“I’m a professional listener”.
This is my standard response when people appear confused as to how a performing artist could also be in the role of clinical psychologist.
For me, the link is a no-brainer. Listening is an inherent and useful skill to both performance and psychology work. “Were you listening?” “Listen!” “Did you listen to what just happened?” are heard as frequently in director’s notes as within the walls of my clinical supervisors’ rooms.
In therapy, I’m listening to the content of what people are saying. I’m listening to the cues of process that are unfolding between me and a client. I’m listening to my own responses to what people bring to the room. As a performer, it’s similar but with different words. Call and response. Be available. Listen to what your performance partner is offering. “Yes, and… “
The act of genuine listening, both in performance and therapy, involves a constellation of events that we learn to enact seemingly on body memory. It’s a collaborative and relational process. There has to be something to listen to and some kind of relationship to whatever that something is. There is also a comfort with being genuinely curious and open in our perception of the available information.
Next, we are open to making meaning and the possibility of being changed. Our listening stimulates body memory, sensory processing and cognitive evaluation of what we have ‘heard’. We can self-reflect over our repertoire of biases and learned patterns, and how they influenced the evaluations we have just made. We perhaps notice our restricted repertoire, we aim for authenticity.

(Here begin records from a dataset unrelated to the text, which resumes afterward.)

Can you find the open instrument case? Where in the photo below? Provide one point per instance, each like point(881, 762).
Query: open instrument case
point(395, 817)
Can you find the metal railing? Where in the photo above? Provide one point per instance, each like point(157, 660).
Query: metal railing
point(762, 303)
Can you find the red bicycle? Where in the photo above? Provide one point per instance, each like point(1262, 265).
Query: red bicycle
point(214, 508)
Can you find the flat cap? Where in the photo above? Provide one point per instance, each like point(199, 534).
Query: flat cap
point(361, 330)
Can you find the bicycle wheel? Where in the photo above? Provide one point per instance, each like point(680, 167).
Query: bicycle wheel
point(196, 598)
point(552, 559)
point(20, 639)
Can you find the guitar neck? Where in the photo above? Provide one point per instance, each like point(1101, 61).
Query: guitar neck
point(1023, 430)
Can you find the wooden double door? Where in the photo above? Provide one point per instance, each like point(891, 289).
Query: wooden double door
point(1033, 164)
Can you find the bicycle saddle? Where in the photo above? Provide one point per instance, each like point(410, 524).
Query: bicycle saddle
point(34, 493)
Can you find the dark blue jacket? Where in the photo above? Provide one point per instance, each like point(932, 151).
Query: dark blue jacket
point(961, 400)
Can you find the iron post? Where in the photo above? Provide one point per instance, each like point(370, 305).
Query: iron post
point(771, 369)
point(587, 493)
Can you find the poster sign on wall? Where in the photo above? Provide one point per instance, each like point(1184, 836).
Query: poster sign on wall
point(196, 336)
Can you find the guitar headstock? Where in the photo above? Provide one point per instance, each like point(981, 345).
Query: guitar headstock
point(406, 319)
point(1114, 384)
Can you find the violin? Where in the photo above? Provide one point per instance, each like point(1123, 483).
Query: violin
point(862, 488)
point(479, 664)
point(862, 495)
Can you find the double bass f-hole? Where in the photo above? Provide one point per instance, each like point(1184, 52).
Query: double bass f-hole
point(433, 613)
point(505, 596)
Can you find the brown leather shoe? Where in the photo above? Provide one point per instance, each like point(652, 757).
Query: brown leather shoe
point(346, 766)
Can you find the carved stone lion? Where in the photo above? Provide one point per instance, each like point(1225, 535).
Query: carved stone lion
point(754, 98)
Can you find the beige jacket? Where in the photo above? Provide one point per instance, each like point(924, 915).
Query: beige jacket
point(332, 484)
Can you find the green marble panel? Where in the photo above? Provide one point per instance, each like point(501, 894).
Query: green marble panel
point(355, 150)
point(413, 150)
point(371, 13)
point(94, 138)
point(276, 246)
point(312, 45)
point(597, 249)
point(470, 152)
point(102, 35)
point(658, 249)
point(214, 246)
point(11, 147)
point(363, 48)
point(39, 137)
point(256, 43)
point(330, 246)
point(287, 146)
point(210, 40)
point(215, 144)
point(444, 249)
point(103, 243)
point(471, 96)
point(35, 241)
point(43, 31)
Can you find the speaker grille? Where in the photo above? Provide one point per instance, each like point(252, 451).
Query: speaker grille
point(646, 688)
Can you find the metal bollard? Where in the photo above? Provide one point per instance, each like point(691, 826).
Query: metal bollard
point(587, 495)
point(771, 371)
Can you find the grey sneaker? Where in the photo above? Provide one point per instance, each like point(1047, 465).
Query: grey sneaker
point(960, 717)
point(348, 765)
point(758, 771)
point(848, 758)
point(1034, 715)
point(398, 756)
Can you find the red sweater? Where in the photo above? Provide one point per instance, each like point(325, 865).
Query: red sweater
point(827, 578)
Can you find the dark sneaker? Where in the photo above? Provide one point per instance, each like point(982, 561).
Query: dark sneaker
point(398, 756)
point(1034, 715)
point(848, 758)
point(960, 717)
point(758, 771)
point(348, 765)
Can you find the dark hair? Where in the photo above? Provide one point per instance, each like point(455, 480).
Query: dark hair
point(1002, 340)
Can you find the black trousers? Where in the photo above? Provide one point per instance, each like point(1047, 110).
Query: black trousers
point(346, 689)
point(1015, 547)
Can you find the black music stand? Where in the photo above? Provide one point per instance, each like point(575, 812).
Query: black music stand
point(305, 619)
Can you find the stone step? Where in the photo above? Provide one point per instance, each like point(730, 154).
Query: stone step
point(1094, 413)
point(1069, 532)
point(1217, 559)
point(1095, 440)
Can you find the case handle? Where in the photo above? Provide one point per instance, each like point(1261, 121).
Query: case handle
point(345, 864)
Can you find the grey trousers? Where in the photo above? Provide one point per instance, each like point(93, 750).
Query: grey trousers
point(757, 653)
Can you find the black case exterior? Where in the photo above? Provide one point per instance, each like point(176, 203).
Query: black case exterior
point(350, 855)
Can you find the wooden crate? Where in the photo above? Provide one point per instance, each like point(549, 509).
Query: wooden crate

Finally, we learn to listen to our impulses. How to amplify the helpful ones and suppress the unhelpful. How to let go of the old favourites, to let in and provide what is truly needed in the present moment.
And so it is. This how we, as professional listeners, spend most of our days.
Today I noticed, and acknowledged for perhaps the first time, that this can be exhausting. I listened to my fatigue, flatness, fogginess, feels… my body and brain starting to do the closing up for me, because I’ve made being in open and listening mode my baseline.
Being perpetually open - at work, as a parent, as a partner, as a person in this big world - is not a helpful balance. In therapy, we think about resilience as when we are cognitively flexible, and able to shift modes of being. Being stuck in a mode, even if it initially seems useful or desirable, is not sustainable for our mental health.
I love doing the work of being open to listening. Now seems a good time to learn to be adept at closing up to it, too.